According to the phoneme recognition system and method, and the recording medium of the present invention, continuous phoneme recognition can be made easier, and according to the phoneme recognition system and the method of the present invention, the error rate can be lowered.

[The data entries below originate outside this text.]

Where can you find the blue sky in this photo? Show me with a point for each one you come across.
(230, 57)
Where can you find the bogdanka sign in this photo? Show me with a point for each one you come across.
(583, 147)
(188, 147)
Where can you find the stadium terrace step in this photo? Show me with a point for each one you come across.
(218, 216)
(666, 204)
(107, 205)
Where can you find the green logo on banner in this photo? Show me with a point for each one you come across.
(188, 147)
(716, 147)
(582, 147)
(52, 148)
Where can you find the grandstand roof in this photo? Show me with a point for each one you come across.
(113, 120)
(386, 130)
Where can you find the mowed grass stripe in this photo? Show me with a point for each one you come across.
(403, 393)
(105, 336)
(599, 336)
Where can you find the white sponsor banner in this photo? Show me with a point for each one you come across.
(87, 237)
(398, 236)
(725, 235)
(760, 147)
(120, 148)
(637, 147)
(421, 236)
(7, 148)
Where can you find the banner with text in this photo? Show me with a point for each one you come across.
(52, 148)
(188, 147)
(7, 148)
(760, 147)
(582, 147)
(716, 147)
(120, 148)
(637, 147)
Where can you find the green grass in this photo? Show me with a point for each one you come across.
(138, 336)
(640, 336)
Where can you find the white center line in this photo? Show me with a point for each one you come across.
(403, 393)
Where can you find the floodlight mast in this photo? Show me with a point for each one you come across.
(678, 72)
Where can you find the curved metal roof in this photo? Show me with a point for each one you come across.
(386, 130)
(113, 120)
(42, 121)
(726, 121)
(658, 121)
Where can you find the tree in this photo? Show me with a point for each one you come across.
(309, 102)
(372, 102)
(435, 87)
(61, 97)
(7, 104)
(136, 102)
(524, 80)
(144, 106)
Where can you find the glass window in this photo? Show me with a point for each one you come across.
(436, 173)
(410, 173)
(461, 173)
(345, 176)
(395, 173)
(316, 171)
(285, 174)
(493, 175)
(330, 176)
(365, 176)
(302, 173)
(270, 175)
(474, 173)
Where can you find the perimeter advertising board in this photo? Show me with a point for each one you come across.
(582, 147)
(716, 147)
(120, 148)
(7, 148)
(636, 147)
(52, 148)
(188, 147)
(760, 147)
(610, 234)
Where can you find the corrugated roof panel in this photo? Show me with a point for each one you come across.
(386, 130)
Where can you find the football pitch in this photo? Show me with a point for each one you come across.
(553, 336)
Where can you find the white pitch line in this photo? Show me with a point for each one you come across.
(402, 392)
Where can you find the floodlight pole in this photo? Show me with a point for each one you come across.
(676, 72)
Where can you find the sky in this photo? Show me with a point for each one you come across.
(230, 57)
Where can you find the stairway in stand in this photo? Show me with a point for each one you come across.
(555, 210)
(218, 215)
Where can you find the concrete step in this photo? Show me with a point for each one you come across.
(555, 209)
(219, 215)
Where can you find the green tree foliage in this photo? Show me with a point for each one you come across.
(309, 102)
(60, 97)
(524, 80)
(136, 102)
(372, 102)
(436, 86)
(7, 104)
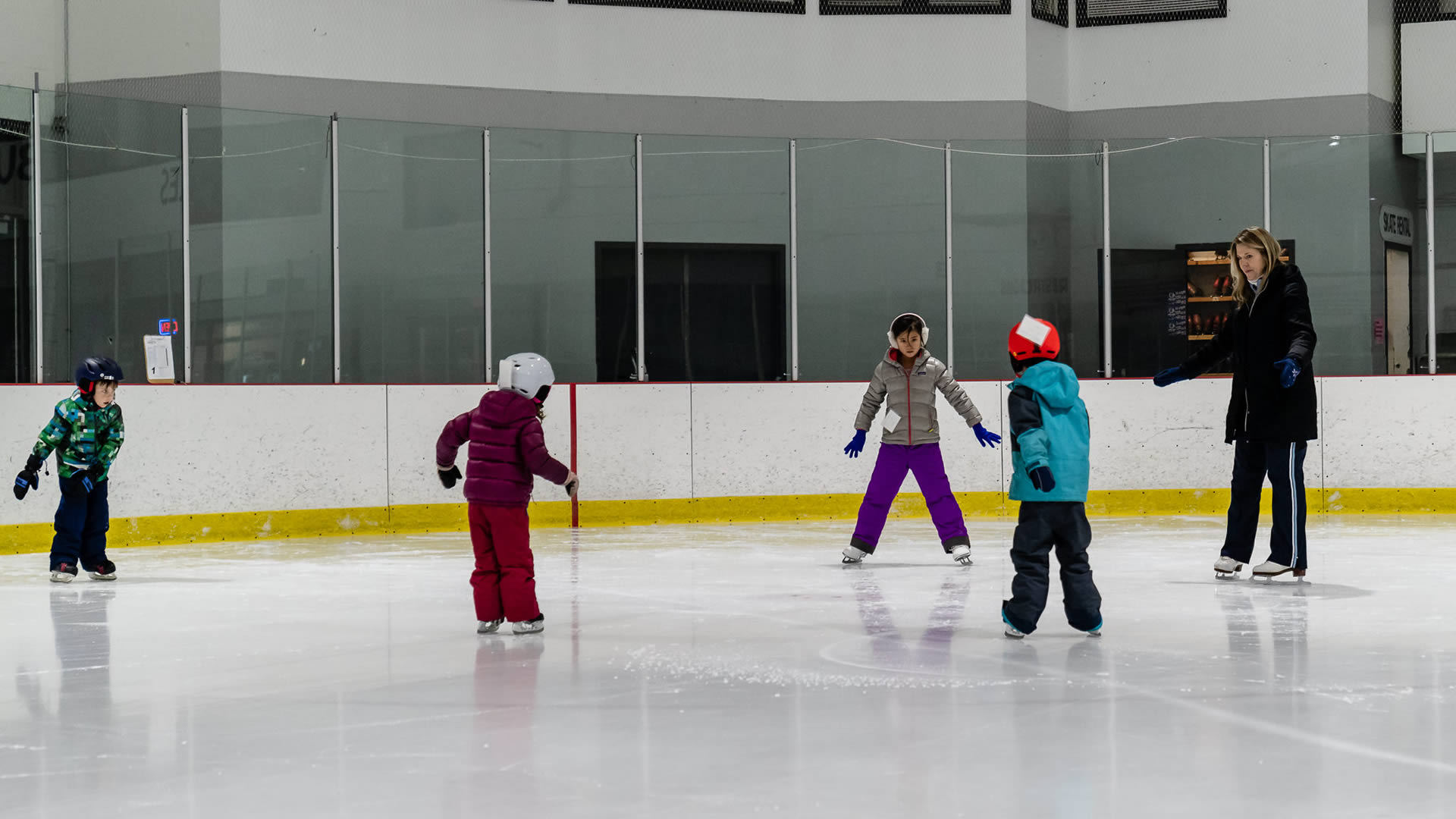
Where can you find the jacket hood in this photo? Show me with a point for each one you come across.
(1055, 382)
(504, 407)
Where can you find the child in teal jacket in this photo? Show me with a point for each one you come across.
(1050, 444)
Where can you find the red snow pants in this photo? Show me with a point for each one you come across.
(504, 576)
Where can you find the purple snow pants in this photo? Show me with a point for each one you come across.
(890, 471)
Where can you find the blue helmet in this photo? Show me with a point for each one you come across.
(96, 369)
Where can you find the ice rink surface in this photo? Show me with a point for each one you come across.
(734, 670)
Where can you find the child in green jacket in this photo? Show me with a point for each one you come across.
(86, 433)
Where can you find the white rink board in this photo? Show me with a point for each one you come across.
(218, 449)
(1392, 433)
(635, 442)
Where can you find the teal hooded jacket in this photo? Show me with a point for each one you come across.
(1049, 426)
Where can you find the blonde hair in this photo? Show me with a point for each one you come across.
(1254, 238)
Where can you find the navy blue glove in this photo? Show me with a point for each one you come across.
(986, 436)
(28, 479)
(1288, 372)
(1171, 375)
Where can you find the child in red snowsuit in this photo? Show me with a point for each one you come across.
(507, 447)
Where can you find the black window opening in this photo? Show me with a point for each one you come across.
(915, 6)
(17, 293)
(764, 6)
(1125, 12)
(714, 312)
(1050, 11)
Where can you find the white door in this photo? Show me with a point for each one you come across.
(1398, 311)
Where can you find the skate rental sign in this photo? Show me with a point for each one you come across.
(1397, 224)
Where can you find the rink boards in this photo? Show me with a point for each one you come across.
(226, 463)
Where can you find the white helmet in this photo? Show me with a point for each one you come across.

본 발명의 상세한 설명에서 인용되는 도면을 보다 충분히 이해하기 위하여 각 도면의 상세한 설명이 제공된다.
도 1은 HMM(Hidden Markov Model)을 설명하기 위한 도면을 나타낸다.
도 2는 본 발명의 일 실시예에 따른 음성 인식 시스템을 나타내는 도면이다.
도 3은 본 발명의 일 실시예에 따른 음소 인식 모델에 해당하는 준-마르코프 모델을 설명하기 위한 도면이다.
도 4 및 도 5는 본 발명의 일 실시예에 따른 음소 인식 모델에 대한 설명을 돕기 위한 도면이다.
도 6 및 도 7은 본 발명의 일 실시예에 따른 음소 인식 모델을 이용하는 경우의 에러율을 나타내는 도면이다.
도 8은 본 발명의 일 실시예에 따른 음소 인식 방법을 설명하기 위한 흐름도이다.DETAILED DESCRIPTION OF THE PREFERRED EMBODIMENTS In order to more fully understand the drawings recited in the detailed description of the present invention, a detailed description of each drawing is provided.
1 is a view for explaining a Hidden Markov Model (HMM).
2 is a diagram illustrating a speech recognition system according to an embodiment of the present invention.
3 is a diagram for describing a quasi-Markov model corresponding to a phoneme recognition model according to an embodiment of the present invention.
4 and 5 are views for explaining a phoneme recognition model according to an embodiment of the present invention.
6 and 7 are diagrams illustrating an error rate when using a phoneme recognition model according to an embodiment of the present invention.
8 is a flowchart illustrating a phoneme recognition method according to an embodiment of the present invention.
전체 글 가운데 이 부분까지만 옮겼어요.